Who is Katalin Karikó, winner of Nobel Prize for medicine?
William Brown
Updated on February 16, 2026
Karikó and Weissman’s mRNA advancement won Nobel Medication Prize
mRNA antibodies reformed Coronavirus reaction
Their work offered trust for future infection medicines
Katalin Karikó, close by Drew Weissman, acquires the Nobel Medication Prize for spearheading mRNA innovation, empowering Coronavirus immunizations and clinical leap forwards.
Who Katalin Karikó?
Katalin Karikó, a name presently scratched in the records of clinical history, has been granted the Nobel Medication Prize for her momentous work in the field of courier RNA (mRNA) innovation. Close by her associate Drew Weissman, this powerful pair’s commitments have been instrumental in the fast advancement of Coronavirus immunizations and hold monstrous commitment for the eventual fate of medication.
Katalin Karikó + Drew Weissman, who identified a chemical tweak to messenger RNA that laid the foundation for vaccines against Covid-19 that have since been administered billions of times globally, were awarded the Nobel Prize in Physiology or Medicine this morning.
— Anthony Costello (@globalhlthtwit) October 2, 2023
The Nobel council’s choice to respect Karikó and Weissman addresses a takeoff from their practice of perceiving many years old examination. For this situation, the science traces all the way back to 2005, yet its significant effect was possibly completely acknowledged when mRNA innovation was utilized in the production of Pfizer/BioNTech and Moderna’s Coronavirus immunizations.
Karikó, hailing from Hungary, and Weissman, from the US, have for quite some time been accomplices in research at the College of Pennsylvania.
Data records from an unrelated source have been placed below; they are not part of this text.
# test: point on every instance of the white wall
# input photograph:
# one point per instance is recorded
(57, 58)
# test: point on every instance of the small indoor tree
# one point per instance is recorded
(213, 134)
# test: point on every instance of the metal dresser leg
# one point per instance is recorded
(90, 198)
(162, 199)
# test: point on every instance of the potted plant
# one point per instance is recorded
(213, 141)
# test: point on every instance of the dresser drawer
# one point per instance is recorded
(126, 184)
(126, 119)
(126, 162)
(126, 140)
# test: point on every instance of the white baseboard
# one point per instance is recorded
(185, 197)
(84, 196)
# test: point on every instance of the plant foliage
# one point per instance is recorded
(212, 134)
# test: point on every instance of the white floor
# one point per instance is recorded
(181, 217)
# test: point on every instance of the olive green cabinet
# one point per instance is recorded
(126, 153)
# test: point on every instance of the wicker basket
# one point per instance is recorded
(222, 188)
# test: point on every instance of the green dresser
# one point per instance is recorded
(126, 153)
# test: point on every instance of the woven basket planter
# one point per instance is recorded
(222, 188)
Their commitment and development collected them various honors, including the esteemed Lasker Grant in 2021, frequently seen as a forerunner to the Nobel.
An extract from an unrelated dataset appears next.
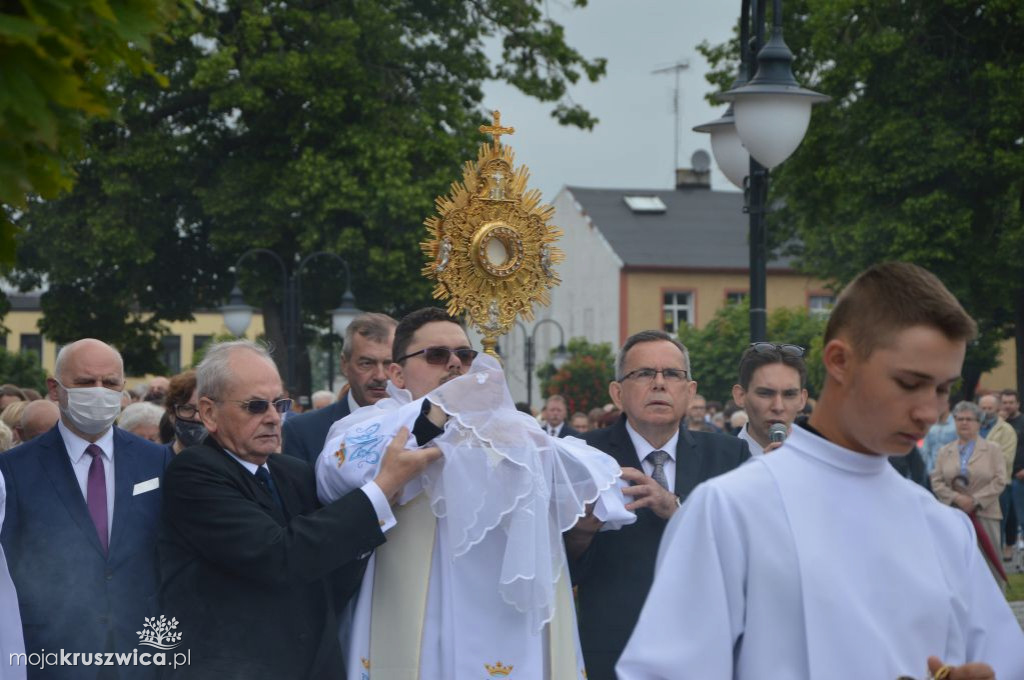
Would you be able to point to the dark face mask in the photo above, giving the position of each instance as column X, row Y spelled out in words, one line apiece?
column 188, row 433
What separates mRNA immunizations is their takeoff from conventional techniques, which utilize debilitated infections or infection proteins. All things being equal, mRNA immunizations give hereditary directions to cells, teaching them to deliver explicit proteins. This cycle emulates a disease, preparing the invulnerable framework to answer successfully when defied with the genuine infection.
Albeit the idea of mRNA immunizations was exhibited in 1990, it was only after the mid-2000s that Karikó and Weissman formulated a method to control the perilous provocative reactions saw in creatures presented to these particles. This advanced made ready for the improvement of safe human antibodies.
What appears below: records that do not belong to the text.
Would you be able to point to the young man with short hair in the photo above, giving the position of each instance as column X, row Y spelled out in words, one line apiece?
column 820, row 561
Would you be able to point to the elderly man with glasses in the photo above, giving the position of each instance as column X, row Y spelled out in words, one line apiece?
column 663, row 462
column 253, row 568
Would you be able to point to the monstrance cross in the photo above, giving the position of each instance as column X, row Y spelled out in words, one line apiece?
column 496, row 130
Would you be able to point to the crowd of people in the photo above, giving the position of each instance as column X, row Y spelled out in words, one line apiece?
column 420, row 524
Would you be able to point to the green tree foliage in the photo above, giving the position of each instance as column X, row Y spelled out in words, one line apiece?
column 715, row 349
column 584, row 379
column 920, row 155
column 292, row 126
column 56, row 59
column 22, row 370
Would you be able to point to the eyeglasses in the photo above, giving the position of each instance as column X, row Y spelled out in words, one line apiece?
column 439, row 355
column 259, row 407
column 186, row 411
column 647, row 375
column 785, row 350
Past Coronavirus, the capability of Karikó’s and Weissman’s mRNA innovation stretches out to therapies for different illnesses like disease, flu, and cardiovascular breakdown. Their exploration has opened new entryways in the domain of medication, holding the commitment of additional powerful medicines and possibly saving endless lives.
In acknowledgment of their weighty commitments, Karikó and Weissman will be granted the Nobel Prize, which incorporates a recognition, a gold decoration, and a $1 million check. The conventional service is planned for December tenth in Stockholm, remembering the commemoration of Alfred Nobel’s passing in 1896.
Their honor fills in as a demonstration of the force of development and commitment despite worldwide wellbeing difficulties, and it builds up the Nobel’s central goal to respect the people who have “gave the best advantage on humanity.”